Background information
- Also known as: BigHead on the Beat
- Born: Brenden Patrick Murray August 13, 1995 (age 31) Palmdale, California, U.S.
- Genres: Hip hop; trap; emo rap; SoundCloud rap;
- Occupations: Record producer; songwriter; DJ;
- Instrument: FL Studio
- Years active: 2010–present

= Bighead (music producer) =

American record producer, songwriter, DJ

Brendan Patrick Murray (born August 13, 1995), known professionally as BigHead or BigHead on the Beat, is an American record producer, songwriter and DJ. He is best known for his work in the SoundCloud rap genre. He has produced music for, and performed with, artists such as Lil Pump, Lil Tracy, Famous Dex, YoungBoy Never Broke Again and Lil Peep.

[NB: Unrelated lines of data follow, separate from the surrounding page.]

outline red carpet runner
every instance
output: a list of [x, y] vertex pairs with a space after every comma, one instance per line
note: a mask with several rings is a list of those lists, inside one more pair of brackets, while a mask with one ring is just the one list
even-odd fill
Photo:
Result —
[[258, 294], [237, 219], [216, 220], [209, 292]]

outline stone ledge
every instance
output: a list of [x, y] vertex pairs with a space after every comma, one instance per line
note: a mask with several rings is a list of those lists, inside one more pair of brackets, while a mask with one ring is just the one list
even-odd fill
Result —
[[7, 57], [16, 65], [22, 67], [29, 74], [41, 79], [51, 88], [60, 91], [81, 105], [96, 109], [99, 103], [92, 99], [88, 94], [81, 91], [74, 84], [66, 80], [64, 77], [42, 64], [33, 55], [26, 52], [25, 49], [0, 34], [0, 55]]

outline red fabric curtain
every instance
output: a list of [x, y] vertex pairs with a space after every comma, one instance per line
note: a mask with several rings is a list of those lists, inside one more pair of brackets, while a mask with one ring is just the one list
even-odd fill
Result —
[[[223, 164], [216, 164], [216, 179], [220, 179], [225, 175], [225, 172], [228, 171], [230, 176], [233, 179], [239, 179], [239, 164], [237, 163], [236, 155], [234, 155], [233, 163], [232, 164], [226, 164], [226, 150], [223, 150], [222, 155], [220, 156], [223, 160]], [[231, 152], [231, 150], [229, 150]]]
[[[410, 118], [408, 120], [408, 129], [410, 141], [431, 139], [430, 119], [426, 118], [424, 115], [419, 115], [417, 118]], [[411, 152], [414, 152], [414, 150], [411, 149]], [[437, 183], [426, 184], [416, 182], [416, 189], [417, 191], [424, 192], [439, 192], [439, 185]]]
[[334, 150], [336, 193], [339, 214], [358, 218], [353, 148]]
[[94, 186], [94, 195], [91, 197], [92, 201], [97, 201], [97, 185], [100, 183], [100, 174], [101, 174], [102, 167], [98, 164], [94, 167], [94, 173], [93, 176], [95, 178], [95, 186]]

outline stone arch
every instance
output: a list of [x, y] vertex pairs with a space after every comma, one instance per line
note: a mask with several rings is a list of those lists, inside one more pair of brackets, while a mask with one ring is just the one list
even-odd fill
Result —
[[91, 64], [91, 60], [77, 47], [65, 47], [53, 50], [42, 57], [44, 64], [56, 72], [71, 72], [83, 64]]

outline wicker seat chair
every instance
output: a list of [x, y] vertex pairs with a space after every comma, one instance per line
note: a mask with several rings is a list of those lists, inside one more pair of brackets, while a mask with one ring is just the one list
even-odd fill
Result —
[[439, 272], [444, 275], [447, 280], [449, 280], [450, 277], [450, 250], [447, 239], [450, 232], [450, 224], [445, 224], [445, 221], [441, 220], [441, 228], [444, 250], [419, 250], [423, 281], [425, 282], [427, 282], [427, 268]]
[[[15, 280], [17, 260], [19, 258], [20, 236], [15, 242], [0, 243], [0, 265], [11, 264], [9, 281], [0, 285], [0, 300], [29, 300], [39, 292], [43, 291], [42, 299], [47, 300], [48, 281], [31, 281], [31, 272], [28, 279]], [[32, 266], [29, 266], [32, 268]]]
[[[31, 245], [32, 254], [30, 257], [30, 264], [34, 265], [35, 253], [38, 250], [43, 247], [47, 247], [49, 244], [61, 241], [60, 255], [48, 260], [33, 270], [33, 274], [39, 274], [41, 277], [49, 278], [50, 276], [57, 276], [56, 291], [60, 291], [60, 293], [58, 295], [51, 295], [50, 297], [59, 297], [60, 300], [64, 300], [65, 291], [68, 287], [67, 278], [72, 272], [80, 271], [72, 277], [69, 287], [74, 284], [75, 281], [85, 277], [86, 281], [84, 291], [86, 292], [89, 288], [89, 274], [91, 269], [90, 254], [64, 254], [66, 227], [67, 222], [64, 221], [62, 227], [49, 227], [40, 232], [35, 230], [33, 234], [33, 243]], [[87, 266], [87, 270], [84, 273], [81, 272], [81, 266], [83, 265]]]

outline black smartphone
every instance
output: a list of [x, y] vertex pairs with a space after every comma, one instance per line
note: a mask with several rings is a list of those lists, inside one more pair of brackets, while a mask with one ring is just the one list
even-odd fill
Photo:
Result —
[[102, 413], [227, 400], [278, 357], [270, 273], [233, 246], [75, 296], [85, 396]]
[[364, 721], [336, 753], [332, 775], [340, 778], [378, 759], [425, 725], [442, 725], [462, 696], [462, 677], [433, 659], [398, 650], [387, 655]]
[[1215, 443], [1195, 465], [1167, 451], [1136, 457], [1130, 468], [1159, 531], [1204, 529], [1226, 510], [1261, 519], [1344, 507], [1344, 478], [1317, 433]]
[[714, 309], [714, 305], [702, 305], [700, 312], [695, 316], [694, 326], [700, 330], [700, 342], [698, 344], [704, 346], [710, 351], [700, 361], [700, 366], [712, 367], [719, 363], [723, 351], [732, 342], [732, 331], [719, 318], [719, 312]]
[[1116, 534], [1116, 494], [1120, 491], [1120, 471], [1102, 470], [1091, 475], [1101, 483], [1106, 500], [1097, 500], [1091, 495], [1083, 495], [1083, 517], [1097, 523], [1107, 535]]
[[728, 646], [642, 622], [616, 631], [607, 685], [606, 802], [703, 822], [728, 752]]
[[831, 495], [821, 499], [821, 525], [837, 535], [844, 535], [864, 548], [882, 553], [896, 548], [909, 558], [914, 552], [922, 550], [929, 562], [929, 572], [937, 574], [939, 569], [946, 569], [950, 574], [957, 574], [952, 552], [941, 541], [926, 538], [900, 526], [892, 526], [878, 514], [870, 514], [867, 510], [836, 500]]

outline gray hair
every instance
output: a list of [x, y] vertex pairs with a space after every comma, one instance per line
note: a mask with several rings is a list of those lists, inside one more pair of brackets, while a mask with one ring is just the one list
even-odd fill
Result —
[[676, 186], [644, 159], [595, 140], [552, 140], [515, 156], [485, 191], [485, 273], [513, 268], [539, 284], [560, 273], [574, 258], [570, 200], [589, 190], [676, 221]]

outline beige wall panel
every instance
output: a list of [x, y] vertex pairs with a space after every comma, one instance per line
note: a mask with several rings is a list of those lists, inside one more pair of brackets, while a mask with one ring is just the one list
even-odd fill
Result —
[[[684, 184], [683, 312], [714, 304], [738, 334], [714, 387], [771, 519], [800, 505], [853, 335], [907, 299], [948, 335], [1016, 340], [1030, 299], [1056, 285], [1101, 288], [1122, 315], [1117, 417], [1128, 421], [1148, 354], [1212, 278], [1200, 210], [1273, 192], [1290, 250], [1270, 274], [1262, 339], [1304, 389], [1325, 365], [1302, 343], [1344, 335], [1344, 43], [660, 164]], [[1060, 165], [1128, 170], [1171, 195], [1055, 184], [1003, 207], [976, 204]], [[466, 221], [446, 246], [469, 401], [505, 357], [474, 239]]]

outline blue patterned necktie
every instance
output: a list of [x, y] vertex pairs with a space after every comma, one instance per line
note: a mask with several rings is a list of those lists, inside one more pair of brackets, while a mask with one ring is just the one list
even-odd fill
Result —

He was named in XXL's list of the 30 best hip hop producers of 2017, adding "You can't listen to this year's rising rap stars without hearing music from BigHead".

==Early life==
Brenden Patrick Murray was born on August 13, 1995, in Palmdale, California. When he was 17, he noticed that many producers of songs that he listened to used FL Studio. Inspired by this, he downloaded FL Studio on his mother's computer and quickly became obsessed with making beats on it. He became a full-time record producer at the age of 18 after his father moved to Arkansas. He grew up in Palmdale and Lancaster.

==Career==
He initially made beats in the style of Meek Mill and Drake before in 2017 beginning to compose in his own way, "probably 'cause I was high". He first made the top 10 of the Billboard Hot 100 with Lil Pump's "Gucci Gang" that year. He produced six tracks on Pump's self-titled album that year. One of those songs, "Molly", was co-produced with Ronny J.

===Artistry===
Bighead has spoken of his inspiration from Blink-182, whom he considers made the Billboard chart with simple compositions: "if a three-year-old or a four-year-old can sing it, that's what I aim for. Like "Gucci Gang"".